Ironically, the same company where I pitched Miro ultimately opted for its more affordable competitor cousin Mural, which despite my best intentions, I never developed a strong bond with.

So I was happily trucking along, whiteboarding and online workshopping, recording my thoughts, doodling my strategies, and generally overwhelming people with color schemes using Miro for several years. And I still love it, and think it’s a fantastic tool, even though today I feel like it might have just a bit of feature bloat. Can’t argue with its speed though, it has finally become silky smooth.

But then I joined this small scrappy startup that couldn’t afford too many tools, including Miro. At first, I grumbled and moaned, and even made an impassioned plea for my yearlong doodle pal to no avail — money spoke louder.

And then FigJam entered into my life.

Attached to Figma, the product designer’s favorite tool for which I already had a strong appreciation, I was open to FigJam, but at first it seemed so barebones compared to my tool of choice.

But over the next few weeks, I witnessed the magic of product development as I observed the FigJam team crank out feature after feature, improvement after improvement, and add little moments of pure delight (like two collaborator cursors high-fiving or cute stamps you could leave in comment on the board, or the stickers, and the floating fires, and the cutesy ice breakers, and the, and the, and the…).

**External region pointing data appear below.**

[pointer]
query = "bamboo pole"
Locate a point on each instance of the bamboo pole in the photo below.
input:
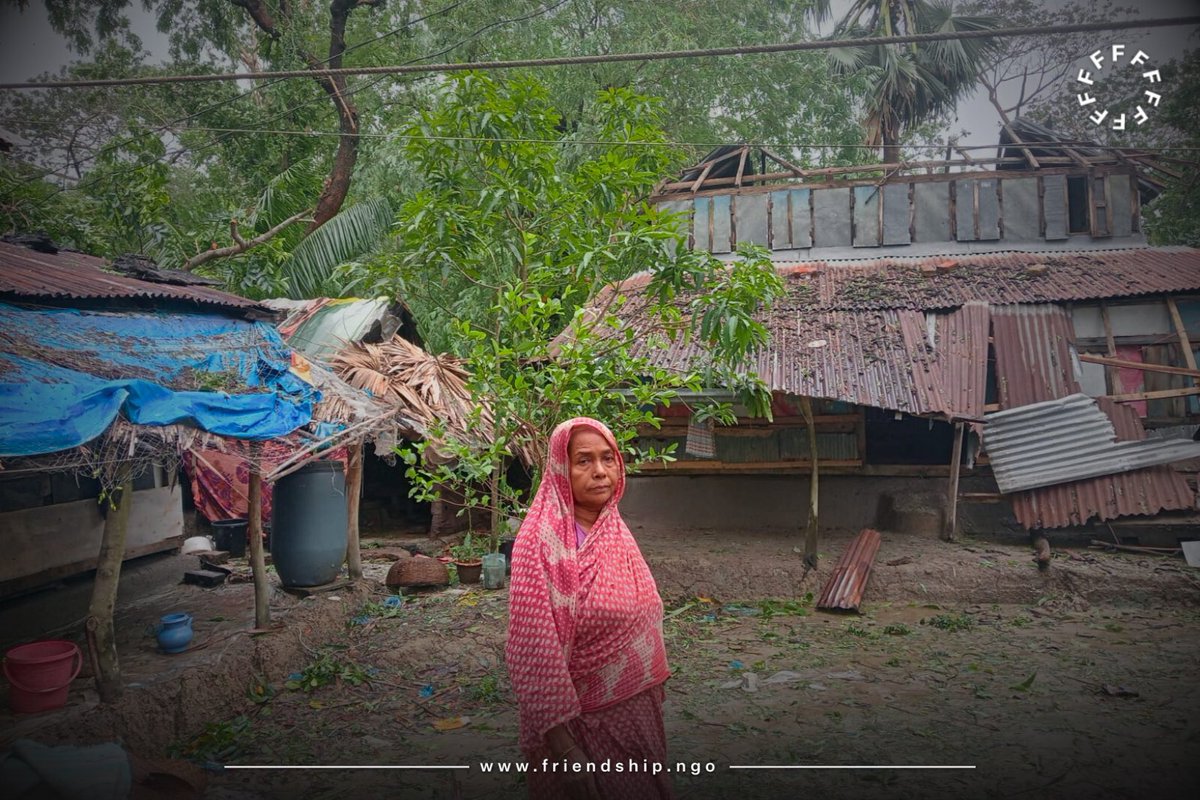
(257, 563)
(353, 495)
(810, 533)
(952, 491)
(102, 636)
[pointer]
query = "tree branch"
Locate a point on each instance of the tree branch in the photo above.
(241, 245)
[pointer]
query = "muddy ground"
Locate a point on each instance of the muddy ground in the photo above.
(1078, 683)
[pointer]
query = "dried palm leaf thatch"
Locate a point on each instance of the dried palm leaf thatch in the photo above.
(430, 388)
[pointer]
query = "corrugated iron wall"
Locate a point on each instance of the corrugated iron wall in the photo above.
(1032, 365)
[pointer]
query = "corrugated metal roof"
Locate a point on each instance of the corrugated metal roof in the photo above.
(1065, 440)
(880, 359)
(999, 278)
(845, 588)
(961, 347)
(30, 275)
(1033, 365)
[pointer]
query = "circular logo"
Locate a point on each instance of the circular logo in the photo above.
(1115, 59)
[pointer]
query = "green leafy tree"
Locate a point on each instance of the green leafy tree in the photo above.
(911, 83)
(508, 254)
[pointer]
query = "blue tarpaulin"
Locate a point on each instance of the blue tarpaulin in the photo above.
(65, 374)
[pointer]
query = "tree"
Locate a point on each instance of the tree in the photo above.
(505, 253)
(910, 83)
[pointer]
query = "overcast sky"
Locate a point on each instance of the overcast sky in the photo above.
(29, 47)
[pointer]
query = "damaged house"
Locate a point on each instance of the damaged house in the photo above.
(981, 341)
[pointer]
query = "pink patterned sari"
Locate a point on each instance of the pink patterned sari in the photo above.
(585, 645)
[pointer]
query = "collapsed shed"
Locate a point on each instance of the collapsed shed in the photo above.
(922, 299)
(115, 378)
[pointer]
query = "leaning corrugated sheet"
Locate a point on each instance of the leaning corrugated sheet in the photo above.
(29, 275)
(845, 588)
(1033, 365)
(1068, 439)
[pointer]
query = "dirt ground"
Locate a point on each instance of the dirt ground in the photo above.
(1077, 683)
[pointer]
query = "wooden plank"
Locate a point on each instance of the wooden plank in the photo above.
(1120, 204)
(257, 563)
(1182, 332)
(353, 497)
(951, 525)
(965, 204)
(1159, 395)
(750, 215)
(1054, 200)
(810, 529)
(897, 214)
(1111, 378)
(101, 632)
(831, 218)
(988, 203)
(801, 210)
(1139, 365)
(780, 220)
(1021, 210)
(867, 216)
(723, 223)
(702, 224)
(933, 212)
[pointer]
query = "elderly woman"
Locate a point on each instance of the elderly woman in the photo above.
(585, 649)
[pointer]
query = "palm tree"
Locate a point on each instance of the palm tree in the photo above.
(913, 83)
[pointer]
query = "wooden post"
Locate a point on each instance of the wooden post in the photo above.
(952, 492)
(102, 637)
(1110, 373)
(1189, 358)
(257, 563)
(810, 533)
(353, 494)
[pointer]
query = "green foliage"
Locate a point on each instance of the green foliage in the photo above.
(955, 621)
(472, 548)
(220, 743)
(504, 253)
(327, 668)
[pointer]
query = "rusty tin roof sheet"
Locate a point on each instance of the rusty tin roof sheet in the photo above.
(1033, 364)
(30, 275)
(845, 588)
(949, 281)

Since then, I’ve used FigJam for everything from personal doodles, team workshops, product manager interviews, product strategy work, a variety of analyses, brainstorming and ideation sessions, or just as a place to put my thoughts so I can visualize my process.

Other than perhaps Confluence/Notion as documentation tools or Slack as a communication tool, I find nothing quite as effective, powerful, or important in my day-to-day work as this tool.

And I absolutely love it and recommend it to anyone, but especially people working in product development!